Haskell Evaluation

Question

I have the following block of code:

data G = F G G | H Int deriving (Show, Eq)

example :: Int -> G -> G
example 0 (H i) = (H i)
example n (H i) = F (example (n-1) (H i)) (example (n-1) (H i))
example n (F i1 i2) = F (example n i1) (example n i2)

When I run example 0 (F (H 1) (H 2)) , as expected it returns F (H 1) (H 2)

When I run example 1 (F (H 1) (H 2)) , it returns F (F (H 1) (H 1)) (F (H 2) (H 2))

This is not what I want. I need to return F (F (H 1) (H 1)) (H 2)

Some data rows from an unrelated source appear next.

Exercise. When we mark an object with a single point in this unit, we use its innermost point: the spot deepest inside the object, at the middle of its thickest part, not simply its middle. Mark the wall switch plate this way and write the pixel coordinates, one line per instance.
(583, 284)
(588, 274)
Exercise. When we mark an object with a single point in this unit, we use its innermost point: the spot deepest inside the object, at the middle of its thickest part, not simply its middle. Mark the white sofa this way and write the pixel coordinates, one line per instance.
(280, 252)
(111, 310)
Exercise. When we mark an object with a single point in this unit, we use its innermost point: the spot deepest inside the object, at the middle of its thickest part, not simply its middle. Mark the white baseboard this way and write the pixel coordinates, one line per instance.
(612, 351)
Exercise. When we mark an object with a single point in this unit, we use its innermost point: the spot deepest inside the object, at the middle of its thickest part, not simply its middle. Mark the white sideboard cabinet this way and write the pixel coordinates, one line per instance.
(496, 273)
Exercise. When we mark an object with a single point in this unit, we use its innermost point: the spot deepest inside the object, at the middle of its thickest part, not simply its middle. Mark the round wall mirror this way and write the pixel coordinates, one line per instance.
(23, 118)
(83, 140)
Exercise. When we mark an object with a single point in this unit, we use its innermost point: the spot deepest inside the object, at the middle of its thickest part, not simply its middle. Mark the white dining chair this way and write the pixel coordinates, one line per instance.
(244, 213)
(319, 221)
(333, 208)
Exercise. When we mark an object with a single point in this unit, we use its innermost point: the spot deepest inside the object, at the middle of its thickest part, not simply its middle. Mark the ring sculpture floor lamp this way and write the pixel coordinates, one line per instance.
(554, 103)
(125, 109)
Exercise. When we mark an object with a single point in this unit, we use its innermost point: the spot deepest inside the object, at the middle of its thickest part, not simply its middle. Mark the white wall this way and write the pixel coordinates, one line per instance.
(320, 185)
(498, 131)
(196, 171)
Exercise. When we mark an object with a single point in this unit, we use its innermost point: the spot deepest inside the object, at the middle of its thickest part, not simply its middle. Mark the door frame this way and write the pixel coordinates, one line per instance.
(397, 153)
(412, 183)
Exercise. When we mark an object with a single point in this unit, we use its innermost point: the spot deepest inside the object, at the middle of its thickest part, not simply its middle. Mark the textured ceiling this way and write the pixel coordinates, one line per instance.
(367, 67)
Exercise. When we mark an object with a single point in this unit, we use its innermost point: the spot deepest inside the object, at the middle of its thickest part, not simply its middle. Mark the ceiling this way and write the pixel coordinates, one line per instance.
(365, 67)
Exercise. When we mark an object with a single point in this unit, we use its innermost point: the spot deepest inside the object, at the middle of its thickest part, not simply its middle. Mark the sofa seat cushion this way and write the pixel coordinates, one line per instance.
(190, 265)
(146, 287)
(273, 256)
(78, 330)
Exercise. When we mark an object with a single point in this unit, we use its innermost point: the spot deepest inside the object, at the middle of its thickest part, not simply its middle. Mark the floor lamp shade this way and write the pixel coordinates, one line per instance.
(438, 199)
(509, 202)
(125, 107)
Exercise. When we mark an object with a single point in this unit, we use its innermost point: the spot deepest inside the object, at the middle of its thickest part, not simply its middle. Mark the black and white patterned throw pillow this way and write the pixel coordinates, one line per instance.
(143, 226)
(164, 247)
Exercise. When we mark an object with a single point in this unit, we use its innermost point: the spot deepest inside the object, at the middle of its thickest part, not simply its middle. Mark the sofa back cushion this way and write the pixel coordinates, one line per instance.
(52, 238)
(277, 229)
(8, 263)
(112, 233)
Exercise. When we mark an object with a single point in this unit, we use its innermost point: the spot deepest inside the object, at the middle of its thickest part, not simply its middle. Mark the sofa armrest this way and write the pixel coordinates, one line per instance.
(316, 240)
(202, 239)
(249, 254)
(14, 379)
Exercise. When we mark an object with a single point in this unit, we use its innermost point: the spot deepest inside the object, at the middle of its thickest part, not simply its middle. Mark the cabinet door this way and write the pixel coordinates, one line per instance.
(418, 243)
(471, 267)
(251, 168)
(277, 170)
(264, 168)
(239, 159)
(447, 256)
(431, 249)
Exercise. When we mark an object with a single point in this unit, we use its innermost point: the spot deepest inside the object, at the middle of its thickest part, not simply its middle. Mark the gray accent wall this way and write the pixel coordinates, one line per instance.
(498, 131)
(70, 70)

What I mean is on the 6th line, example n (F i1 i2) = F (example n i1) (example n i2) , I call the recursive function twice. However I wish for (example n i1) to evaluate first and update the variable n before we evaluate (example n i2)

Any help/solutions to this exact problem will be greatly appreciated. I have been trying for hours with zero success.

Answer 1

The problem seems to be that you want to use example to 'update' n . You can't directly do that, however, since example returns a G value, and n is an Int .

It seems, then, that you need a function G -> Int . The issue is that there's no unambiguously correct way to write that function. In fact, there's infinitely many possible implementations. Here's a sample:

evalZero :: G -> Int
evalZero = const 0

evalOne :: G -> Int
evalOne = const 1

evalLeft :: G -> Int
evalLeft (H i) = i
evalLeft (F g _) = evalLeft g

evalRight :: G -> Int
evalRight (H i) = i
evalRight (F _ g) = evalRight g

evalSum :: G -> Int
evalSum (H i) = i
evalSum (F g1 g2) = evalSum g1 + evalSum g2

evalProduct :: G -> Int
evalProduct (H i) = i
evalProduct (F g1 g2) = evalProduct g1 * evalProduct g2

evalPlusOneProduct :: G -> Int
evalPlusOneProduct (H i) = i + 1
evalPlusOneProduct (F g1 g2) = evalPlusOneProduct g1 * evalPlusOneProduct g2

-- etc.

As evalPlusOneProduct illustrates, you can arbitrarily add or subtract a constant Int , or, for that matter, multiply by a constant, or perform more complex arbitrary calculations. Since there's infinitely many integers, there's infinitely many implementations (although, granted, technically, we're constrained by the range of Int ).

Once you've figured out how to transform G into Int , you can use that function to calculate a new value n1 from n and the left G value.